Hepatocellular carcinoma (HCC) is a worldwide malignancy with a high mobility and mortality, especially in China. The long-term survival rate for HCC remains poor despite advanced therapeutic modalities and strategies such as surgery, chemotherapy and radiotherapy. Therefore, better understanding of the pathogenesis of HCC and exploring novel therapeutic approaches against drug targets are urgently needed.

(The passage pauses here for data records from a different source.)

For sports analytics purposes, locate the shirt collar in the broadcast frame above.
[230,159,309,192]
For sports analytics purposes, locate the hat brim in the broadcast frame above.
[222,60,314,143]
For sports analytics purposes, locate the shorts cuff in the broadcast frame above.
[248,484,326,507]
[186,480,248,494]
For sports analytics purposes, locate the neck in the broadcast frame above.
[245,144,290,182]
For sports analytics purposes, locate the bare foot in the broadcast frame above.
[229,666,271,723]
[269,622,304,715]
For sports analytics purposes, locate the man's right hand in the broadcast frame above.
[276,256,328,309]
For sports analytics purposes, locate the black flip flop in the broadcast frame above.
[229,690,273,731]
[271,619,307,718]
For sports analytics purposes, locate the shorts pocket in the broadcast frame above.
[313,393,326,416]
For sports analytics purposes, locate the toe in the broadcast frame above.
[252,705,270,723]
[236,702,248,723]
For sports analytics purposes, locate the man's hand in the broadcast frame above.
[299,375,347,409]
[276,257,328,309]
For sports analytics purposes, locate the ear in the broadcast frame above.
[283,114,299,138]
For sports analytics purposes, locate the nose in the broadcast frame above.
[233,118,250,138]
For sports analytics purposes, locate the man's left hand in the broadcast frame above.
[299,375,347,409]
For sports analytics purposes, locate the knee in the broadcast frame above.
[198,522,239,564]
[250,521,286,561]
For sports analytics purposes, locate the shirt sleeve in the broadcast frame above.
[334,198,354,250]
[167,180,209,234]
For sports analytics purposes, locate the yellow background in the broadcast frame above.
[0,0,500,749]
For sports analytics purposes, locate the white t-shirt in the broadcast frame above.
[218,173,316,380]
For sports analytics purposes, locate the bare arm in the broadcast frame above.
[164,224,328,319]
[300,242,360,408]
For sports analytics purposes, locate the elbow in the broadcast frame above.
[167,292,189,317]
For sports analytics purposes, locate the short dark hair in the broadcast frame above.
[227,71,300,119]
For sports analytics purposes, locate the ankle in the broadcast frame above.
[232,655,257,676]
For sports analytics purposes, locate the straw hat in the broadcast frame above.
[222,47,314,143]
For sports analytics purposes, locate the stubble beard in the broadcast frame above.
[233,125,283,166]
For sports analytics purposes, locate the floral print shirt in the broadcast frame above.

Emerging evidence has indicated that a number of histone methylation modifiers are dysregulated in tumors and are critical for oncogenic phenotypes [35–38]. Jumonji C (JmjC) domain containing protein has been identified to possess histone demethylase activity and play important roles in cancer ignition and progression. KDM5B, a member of the KDM5 family of proteins, has recently been shown to possess H3-K4 demethylase activity and exhibit oncogenic activities in several human cancers. However, whether and how KDM5B is involved in HCC progression is still unknown. Here, we provided evidence that KDM5B was frequently up-regulated in HCC tissues and that its expression in HCC cells is required to repress the transcription of multiple CDKIs and to maintain sustained proliferation of cancer cells. These immortal malignant cells undergo cell cycle arrest and lose clonogenic potentials when KDM5B is knocked down. Therefore, we speculated that the aberrant expression of KDM5B might be an important epigenetic factor involved in the pathogenesis of HCC.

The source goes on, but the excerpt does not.